What happens to an employer who is found to be running a non-genuine training arrangement?

The consequences are serious and multi-layered. Civil penalties under the Migration Act can be substantial. The employer may receive sponsorship sanctions that prevent it from sponsoring any visa holder across any program for a defined period. If the arrangement involved exploitation or deliberate misuse of the program, the matter may be referred for further investigation. Businesses found to have engaged in non-genuine arrangements may also be listed on the public register of sanctioned sponsors.

Does my training plan need to be written specifically for the nominated occupation?

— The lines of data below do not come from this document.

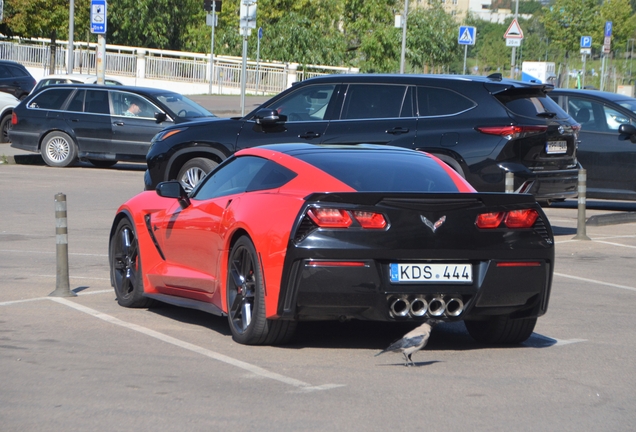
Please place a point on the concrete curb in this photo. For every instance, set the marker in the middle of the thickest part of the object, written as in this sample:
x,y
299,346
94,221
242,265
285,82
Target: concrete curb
x,y
611,219
22,159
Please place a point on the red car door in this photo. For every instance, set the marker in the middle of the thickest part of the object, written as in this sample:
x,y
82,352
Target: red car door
x,y
191,241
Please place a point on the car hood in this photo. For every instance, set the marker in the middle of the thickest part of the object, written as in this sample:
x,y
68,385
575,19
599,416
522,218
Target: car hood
x,y
202,122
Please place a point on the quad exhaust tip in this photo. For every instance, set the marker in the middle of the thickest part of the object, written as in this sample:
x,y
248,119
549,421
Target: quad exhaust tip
x,y
420,306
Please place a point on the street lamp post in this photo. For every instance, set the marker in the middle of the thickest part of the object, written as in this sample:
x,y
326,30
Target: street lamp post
x,y
514,49
71,30
403,55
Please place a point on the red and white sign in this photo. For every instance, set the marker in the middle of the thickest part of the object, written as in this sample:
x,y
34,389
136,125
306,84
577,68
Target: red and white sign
x,y
514,31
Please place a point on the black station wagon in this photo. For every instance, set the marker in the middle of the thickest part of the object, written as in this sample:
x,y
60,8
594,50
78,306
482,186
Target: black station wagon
x,y
483,127
103,125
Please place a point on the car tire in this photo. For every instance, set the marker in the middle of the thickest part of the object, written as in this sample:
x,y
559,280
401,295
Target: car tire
x,y
5,127
125,267
58,150
102,163
193,171
501,330
246,300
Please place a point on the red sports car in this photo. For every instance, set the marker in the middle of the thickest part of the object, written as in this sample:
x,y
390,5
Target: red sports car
x,y
290,232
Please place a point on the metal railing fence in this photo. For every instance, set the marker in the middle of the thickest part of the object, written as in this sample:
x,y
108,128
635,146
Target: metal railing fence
x,y
266,77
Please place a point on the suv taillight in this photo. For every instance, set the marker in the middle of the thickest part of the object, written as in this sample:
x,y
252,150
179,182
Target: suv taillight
x,y
510,131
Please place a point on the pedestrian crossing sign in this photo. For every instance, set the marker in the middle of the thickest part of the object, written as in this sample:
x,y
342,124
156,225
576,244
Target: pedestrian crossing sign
x,y
466,35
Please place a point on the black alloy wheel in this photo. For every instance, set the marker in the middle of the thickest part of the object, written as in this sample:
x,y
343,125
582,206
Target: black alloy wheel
x,y
125,267
246,300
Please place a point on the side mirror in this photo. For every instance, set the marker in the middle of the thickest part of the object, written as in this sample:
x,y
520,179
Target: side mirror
x,y
173,189
160,117
627,132
268,117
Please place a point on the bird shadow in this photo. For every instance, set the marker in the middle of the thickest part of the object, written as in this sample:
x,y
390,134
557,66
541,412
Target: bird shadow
x,y
415,364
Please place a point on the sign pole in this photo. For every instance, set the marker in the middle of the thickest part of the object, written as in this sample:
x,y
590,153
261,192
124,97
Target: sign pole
x,y
584,61
247,23
101,59
212,46
258,58
98,26
465,55
466,37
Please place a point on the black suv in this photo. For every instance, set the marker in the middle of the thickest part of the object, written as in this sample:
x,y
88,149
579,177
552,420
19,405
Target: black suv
x,y
483,127
15,79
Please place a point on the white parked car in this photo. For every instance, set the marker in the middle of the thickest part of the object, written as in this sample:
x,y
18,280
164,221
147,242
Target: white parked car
x,y
71,79
7,103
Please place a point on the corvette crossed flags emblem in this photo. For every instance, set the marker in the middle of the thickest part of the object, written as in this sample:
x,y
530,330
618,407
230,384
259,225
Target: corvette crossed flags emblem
x,y
431,225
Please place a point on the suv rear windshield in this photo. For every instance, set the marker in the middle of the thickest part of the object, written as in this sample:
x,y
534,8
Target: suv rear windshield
x,y
529,103
382,171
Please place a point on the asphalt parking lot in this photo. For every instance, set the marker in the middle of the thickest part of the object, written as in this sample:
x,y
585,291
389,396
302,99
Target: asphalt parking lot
x,y
84,363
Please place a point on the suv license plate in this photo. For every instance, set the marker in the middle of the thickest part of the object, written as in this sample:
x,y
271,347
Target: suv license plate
x,y
556,147
431,273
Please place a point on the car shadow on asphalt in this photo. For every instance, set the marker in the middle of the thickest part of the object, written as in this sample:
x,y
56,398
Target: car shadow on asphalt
x,y
192,316
557,230
354,334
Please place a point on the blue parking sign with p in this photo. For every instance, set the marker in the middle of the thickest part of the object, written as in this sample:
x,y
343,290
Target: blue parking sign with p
x,y
98,16
586,41
466,35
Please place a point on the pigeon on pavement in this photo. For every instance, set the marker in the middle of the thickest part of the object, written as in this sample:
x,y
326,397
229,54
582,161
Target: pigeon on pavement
x,y
413,341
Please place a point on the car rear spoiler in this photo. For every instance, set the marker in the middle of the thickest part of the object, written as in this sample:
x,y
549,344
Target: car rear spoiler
x,y
408,199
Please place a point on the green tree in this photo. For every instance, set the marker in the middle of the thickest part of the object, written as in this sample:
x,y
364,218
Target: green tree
x,y
623,22
374,44
432,38
156,24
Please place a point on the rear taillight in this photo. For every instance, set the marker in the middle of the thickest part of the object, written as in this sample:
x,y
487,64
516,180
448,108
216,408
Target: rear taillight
x,y
513,219
370,220
340,218
489,220
330,218
521,218
510,131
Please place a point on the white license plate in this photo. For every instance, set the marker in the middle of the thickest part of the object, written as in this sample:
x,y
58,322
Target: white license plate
x,y
431,273
556,147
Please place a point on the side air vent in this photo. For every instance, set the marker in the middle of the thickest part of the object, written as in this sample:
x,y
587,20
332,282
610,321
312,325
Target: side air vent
x,y
304,229
542,230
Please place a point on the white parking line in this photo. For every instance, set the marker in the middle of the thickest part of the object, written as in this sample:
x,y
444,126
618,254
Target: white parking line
x,y
300,385
49,252
81,293
595,281
615,244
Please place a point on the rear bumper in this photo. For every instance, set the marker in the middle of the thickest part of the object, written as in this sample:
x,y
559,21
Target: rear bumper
x,y
365,292
544,185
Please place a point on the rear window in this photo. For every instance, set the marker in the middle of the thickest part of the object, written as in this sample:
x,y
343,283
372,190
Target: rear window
x,y
367,101
50,99
383,171
530,104
433,101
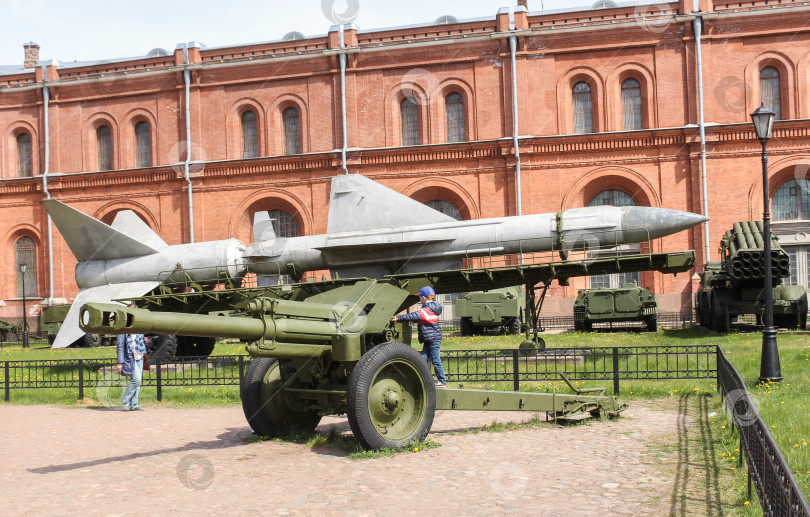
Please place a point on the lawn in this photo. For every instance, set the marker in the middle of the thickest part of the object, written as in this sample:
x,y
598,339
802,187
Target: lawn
x,y
784,406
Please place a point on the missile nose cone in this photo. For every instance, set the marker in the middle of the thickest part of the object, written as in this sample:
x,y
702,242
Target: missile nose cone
x,y
658,222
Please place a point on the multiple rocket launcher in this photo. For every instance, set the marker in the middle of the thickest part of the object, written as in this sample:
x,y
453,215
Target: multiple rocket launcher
x,y
372,231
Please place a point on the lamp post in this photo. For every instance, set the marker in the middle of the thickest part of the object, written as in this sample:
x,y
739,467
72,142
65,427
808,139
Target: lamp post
x,y
769,369
25,320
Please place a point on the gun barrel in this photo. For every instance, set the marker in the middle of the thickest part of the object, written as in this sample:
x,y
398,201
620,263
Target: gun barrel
x,y
104,318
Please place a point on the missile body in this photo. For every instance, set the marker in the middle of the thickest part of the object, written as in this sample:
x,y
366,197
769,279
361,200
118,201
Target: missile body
x,y
372,231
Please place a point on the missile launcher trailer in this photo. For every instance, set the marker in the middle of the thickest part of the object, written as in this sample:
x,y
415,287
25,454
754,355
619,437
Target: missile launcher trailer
x,y
500,309
626,303
734,285
323,348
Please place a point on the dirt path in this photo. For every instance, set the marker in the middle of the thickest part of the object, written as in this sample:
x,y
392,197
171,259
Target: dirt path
x,y
88,461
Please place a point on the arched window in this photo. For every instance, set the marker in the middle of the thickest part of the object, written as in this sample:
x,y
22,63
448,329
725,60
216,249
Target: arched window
x,y
250,138
583,109
631,105
409,113
26,251
614,197
445,207
454,112
24,161
770,90
104,138
283,223
292,131
791,201
143,145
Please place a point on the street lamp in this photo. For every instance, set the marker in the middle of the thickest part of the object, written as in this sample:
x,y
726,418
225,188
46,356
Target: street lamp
x,y
25,320
769,369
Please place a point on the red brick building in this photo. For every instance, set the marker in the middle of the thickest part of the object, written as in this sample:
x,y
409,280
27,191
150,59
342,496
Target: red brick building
x,y
608,104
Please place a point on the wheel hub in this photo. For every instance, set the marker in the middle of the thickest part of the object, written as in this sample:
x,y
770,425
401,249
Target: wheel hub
x,y
391,401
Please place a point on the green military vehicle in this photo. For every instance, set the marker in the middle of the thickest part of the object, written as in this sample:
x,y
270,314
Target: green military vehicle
x,y
7,328
626,303
733,285
498,309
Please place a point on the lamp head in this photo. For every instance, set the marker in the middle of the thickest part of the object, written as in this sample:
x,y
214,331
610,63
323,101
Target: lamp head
x,y
763,122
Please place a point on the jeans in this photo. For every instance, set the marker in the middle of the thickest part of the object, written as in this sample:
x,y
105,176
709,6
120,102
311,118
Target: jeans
x,y
130,398
430,351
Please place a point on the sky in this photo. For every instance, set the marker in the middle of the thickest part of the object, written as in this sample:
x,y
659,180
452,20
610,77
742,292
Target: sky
x,y
87,30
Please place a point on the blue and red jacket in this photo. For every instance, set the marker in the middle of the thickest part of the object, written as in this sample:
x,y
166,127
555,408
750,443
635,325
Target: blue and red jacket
x,y
427,319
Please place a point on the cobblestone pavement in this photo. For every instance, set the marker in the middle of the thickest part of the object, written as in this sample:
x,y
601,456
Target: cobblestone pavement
x,y
99,461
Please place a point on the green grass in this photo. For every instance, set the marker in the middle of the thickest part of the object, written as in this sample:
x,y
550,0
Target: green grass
x,y
783,406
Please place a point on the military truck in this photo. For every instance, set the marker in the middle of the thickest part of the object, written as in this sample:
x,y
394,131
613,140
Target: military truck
x,y
626,303
498,309
733,285
7,328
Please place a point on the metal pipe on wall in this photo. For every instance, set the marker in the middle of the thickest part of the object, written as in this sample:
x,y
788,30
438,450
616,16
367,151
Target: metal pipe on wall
x,y
697,24
342,58
46,167
187,164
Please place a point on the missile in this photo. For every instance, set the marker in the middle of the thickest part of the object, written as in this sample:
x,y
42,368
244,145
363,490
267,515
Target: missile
x,y
372,231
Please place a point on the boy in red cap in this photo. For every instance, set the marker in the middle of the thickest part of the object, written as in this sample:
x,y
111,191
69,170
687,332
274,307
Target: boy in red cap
x,y
430,334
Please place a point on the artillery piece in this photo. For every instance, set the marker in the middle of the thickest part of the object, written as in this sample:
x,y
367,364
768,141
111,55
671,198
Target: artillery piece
x,y
329,347
734,285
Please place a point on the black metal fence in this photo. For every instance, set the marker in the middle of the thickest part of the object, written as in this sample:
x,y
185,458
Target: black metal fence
x,y
582,364
779,493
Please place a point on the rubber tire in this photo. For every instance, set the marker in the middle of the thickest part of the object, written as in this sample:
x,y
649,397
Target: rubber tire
x,y
260,371
465,327
362,383
93,340
191,346
161,349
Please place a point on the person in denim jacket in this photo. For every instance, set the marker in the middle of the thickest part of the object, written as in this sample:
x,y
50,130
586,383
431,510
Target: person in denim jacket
x,y
131,349
430,334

Yes, and this is now one of the most scrutinised aspects of the application. A training plan that uses generic language applicable to any profession will not meet the current standard. The plan should reference the specific skills and competencies associated with the nominated occupation as described in ANZSCO, include measurable milestones at regular intervals, name the supervisor and describe their qualifications, and explain how training will be delivered in practical terms. A plan that could be submitted unchanged for a different occupation will be treated as a template rather than a genuine training arrangement.

If my application is declared invalid, can I simply reapply?

You can, but the ability to do so depends on your lawful status at the time. If your previous visa has expired and the invalid application left you without a bridging visa, you may need to depart Australia before reapplying. Offshore applications typically face longer processing times, nd you will have no work rights during the waiting period. The practical disruption of an invalid application is significant, which is precisely why ensuring the correct sequential approvals are in place before lodging is so important.